- L'APAC Kawawana est née de l’initiative de pêcheurs autochtones Jola en Casamance. En presque dix ans, ils ont réussi l’exploit d'y restaurer une biodiversité presque disparue.
- La biodiversité et les ressources restaurées, la vie des villageois a retrouvé sa stabilité. Mais l'APAC a fait face à de nombreux défis tels que l’indifférence de l’État face aux braconniers ainsi que l'exode des jeunes.

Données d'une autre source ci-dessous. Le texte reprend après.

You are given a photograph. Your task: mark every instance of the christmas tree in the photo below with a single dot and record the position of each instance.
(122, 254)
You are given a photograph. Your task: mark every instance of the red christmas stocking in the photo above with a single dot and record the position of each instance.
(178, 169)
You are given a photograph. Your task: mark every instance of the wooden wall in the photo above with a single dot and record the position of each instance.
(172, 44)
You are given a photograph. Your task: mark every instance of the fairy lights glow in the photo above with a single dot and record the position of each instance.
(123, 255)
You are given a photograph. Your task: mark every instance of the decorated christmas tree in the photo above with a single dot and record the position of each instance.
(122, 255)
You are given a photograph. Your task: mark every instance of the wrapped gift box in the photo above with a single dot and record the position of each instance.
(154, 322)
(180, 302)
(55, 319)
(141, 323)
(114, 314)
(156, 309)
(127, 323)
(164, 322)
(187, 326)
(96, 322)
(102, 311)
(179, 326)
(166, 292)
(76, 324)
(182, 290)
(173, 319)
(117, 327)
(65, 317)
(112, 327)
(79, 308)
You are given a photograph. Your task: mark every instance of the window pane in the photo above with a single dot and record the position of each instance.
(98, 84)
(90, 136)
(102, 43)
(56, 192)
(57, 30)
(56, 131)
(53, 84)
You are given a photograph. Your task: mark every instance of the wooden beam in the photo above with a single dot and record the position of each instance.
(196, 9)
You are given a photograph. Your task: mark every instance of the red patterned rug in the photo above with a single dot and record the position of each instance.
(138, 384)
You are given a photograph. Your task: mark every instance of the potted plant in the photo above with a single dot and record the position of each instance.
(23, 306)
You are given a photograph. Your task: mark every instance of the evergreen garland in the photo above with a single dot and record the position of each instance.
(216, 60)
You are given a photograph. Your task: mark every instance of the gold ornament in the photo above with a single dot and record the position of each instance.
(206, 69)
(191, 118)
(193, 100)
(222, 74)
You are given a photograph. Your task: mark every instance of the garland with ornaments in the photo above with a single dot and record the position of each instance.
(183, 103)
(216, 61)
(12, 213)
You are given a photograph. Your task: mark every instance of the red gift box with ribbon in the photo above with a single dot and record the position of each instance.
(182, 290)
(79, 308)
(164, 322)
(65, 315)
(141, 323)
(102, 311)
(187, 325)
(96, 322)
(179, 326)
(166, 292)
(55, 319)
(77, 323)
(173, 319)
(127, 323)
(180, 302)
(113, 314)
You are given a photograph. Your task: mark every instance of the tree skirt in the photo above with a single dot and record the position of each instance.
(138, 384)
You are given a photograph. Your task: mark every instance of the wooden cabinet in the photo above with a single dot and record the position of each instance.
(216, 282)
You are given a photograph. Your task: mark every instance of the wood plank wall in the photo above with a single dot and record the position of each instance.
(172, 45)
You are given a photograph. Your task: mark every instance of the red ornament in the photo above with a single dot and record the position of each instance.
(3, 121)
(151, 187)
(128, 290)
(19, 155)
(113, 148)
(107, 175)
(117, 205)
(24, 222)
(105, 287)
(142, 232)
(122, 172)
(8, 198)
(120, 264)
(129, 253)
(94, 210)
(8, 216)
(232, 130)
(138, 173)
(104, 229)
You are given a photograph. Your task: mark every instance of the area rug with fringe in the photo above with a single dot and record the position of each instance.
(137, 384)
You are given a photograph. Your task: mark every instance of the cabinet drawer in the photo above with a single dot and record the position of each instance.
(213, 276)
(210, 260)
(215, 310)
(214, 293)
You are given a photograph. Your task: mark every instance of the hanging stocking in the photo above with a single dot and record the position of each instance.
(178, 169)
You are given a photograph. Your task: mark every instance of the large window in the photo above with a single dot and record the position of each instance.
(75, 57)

- Au fil du temps, Kawawana a gagné en notoriété et en reconnaissance au niveau national et le gouvernement est aujourd’hui plus impliqué dans sa conservation. Convaincus par le succès du modèle, les jeunes sont également de retour et adhèrent à sa conservation.
- Malgré le succès du modèle, l'APAC Kawawana a subi et subit encore de plein fouet les impacts d’événements qu'elle ne peut contrôler, tels la pandémie de Covid-19 et le changement climatique.
Salatou Sambou, un pêcheur et père de cinq enfants, est engagé envers l’aire du patrimoine autochtone et communautaire (APAC) Kawawana au Sénégal depuis 2008. L’un des premiers membres du consortium-APAC, il est aujourd’hui le coordinateur régional du consortium des APAC pour les écosystèmes marins et côtiers l’Afrique de l’Ouest. Avec les efforts d’initiative des pêcheurs locaux et des communautés Jola en basse Casamance, le consortium a en effet permis la naissance de l’APAC de Kawawana.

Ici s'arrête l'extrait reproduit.